Note that in some cases multiple topologies seem "natural". For example, if Y is a subset of a totally ordered set X, then the induced order topology, i.e. the order topology of the totally ordered Y, where this order is inherited from X, is coarser than the subspace topology of the order topology of X.

"Natural topology" does quite often have a more specific meaning, at least given some prior contextual information: the natural topology is a topology which makes a natural map or collection of maps continuous. This is still imprecise, even once one has specified what the natural maps are, because there may be many topologies with the required property. However, there is often a finest or coarsest topology which makes the given maps continuous, in which case these are obvious candidates for the natural topology.

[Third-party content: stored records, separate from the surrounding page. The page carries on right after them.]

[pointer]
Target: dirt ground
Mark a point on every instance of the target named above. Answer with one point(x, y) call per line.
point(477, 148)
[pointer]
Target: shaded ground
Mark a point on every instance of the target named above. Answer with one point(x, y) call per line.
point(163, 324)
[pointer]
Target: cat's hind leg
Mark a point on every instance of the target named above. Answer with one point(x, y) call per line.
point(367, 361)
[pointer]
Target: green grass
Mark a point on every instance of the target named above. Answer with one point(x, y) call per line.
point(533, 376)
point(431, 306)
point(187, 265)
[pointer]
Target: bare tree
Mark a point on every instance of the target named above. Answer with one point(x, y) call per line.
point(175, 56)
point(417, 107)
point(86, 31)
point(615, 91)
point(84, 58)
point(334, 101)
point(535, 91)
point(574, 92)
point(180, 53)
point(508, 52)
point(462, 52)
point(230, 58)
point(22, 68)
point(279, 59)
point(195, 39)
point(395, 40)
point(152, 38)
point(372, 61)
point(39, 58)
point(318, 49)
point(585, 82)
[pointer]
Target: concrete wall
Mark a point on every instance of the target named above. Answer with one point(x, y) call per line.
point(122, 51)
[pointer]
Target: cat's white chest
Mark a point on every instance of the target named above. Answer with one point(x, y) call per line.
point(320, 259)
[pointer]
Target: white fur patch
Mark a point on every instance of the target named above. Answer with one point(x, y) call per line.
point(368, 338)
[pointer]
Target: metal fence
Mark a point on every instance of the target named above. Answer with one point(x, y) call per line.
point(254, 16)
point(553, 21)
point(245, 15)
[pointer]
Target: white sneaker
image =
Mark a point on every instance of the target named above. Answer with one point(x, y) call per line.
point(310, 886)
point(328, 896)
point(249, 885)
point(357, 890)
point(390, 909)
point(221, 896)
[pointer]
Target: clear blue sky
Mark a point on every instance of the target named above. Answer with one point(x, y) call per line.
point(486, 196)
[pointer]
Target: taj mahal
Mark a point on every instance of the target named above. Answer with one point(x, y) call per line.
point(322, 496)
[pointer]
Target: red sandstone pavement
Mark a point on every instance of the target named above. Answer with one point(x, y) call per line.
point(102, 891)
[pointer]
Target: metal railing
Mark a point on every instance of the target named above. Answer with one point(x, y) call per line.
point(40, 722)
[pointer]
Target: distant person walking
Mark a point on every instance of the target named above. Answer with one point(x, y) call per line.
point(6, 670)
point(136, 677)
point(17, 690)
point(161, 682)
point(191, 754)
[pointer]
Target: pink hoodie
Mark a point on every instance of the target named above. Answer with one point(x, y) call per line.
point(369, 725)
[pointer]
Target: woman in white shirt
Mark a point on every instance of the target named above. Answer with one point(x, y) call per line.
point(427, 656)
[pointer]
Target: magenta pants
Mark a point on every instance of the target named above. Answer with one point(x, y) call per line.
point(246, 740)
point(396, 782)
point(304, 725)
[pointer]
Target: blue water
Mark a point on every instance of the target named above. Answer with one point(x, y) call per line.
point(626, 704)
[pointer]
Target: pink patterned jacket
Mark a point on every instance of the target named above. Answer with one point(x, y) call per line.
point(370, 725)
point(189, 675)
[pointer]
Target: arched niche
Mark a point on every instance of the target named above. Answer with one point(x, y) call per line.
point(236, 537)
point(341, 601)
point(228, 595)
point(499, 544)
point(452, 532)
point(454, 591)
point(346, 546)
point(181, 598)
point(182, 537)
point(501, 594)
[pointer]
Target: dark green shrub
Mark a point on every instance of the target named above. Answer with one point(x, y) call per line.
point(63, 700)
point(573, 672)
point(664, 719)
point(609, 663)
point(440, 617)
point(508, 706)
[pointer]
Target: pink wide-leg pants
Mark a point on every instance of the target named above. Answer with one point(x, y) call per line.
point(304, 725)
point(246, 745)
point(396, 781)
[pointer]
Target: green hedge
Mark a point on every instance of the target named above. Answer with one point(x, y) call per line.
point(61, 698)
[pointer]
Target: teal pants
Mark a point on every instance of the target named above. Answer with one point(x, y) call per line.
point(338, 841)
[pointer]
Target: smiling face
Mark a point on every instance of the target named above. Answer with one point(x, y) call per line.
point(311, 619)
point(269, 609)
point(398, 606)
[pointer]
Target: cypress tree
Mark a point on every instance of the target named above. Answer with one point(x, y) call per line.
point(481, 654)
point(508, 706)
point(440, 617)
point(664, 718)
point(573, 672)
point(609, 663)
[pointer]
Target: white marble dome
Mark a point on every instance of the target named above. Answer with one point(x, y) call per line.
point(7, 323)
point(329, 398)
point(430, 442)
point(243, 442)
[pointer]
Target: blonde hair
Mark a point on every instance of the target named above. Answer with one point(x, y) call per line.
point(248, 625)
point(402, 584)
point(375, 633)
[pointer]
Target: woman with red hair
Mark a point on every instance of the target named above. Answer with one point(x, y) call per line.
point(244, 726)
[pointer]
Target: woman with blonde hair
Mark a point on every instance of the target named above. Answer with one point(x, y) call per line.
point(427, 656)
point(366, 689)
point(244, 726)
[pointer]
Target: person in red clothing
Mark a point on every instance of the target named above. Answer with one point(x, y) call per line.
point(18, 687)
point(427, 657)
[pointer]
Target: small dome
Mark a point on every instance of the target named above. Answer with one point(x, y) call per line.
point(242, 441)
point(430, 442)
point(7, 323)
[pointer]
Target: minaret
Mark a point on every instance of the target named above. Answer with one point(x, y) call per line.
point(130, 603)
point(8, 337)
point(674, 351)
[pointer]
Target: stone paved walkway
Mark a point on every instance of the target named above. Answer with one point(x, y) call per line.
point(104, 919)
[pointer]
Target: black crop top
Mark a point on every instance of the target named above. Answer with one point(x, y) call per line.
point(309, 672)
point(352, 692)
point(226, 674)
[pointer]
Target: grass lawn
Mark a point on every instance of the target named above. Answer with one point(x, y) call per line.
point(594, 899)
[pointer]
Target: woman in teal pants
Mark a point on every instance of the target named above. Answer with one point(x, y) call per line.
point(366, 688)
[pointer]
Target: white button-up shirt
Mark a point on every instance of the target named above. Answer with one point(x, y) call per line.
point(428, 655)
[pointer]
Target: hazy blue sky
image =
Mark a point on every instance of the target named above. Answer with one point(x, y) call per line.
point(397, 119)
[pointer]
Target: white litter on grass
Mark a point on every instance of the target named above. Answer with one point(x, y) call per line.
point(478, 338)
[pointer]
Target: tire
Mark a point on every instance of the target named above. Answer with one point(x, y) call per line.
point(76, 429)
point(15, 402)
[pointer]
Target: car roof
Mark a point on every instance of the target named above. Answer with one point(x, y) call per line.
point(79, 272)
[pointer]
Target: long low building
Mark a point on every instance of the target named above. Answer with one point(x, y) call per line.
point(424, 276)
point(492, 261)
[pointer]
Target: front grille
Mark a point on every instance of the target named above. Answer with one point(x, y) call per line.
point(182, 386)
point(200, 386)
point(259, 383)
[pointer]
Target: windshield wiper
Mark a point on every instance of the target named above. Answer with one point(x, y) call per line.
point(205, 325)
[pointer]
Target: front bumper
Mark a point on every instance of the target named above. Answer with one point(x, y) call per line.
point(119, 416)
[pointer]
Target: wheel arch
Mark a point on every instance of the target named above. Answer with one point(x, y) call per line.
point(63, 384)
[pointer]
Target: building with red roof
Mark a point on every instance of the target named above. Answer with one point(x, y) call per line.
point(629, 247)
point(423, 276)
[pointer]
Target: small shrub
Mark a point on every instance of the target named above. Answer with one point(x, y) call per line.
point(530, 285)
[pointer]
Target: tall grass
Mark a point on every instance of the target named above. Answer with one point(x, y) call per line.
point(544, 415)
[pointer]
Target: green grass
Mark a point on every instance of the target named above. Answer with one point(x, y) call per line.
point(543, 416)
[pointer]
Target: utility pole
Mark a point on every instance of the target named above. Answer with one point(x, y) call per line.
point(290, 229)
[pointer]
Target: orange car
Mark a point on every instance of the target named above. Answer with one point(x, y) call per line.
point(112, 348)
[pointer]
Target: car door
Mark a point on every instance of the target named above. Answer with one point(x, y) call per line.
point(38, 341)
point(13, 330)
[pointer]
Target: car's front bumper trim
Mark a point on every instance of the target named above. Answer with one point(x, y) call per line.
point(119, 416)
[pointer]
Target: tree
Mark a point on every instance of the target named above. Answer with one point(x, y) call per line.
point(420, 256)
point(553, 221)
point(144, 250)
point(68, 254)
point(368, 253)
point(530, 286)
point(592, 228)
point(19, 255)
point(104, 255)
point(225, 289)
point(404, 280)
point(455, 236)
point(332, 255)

The simplest cases (which nevertheless cover many examples) are the initial topology and the final topology (Willard (1970)). The initial topology is the coarsest topology on a space X which makes a given collection of maps from X to topological spaces X_{i} continuous. The final topology is the finest topology on a space X which makes a given collection of maps from topological spaces X_{i} to X continuous.

Two of the simplest examples are the natural topologies of subspaces and quotient spaces.
- The natural topology on a subset of a topological space is the subspace topology. This is the coarsest topology which makes the inclusion map continuous.
- The natural topology on a quotient of a topological space is the quotient topology. This is the finest topology which makes the quotient map continuous.

Another example is that any metric space has a natural topology induced by its metric.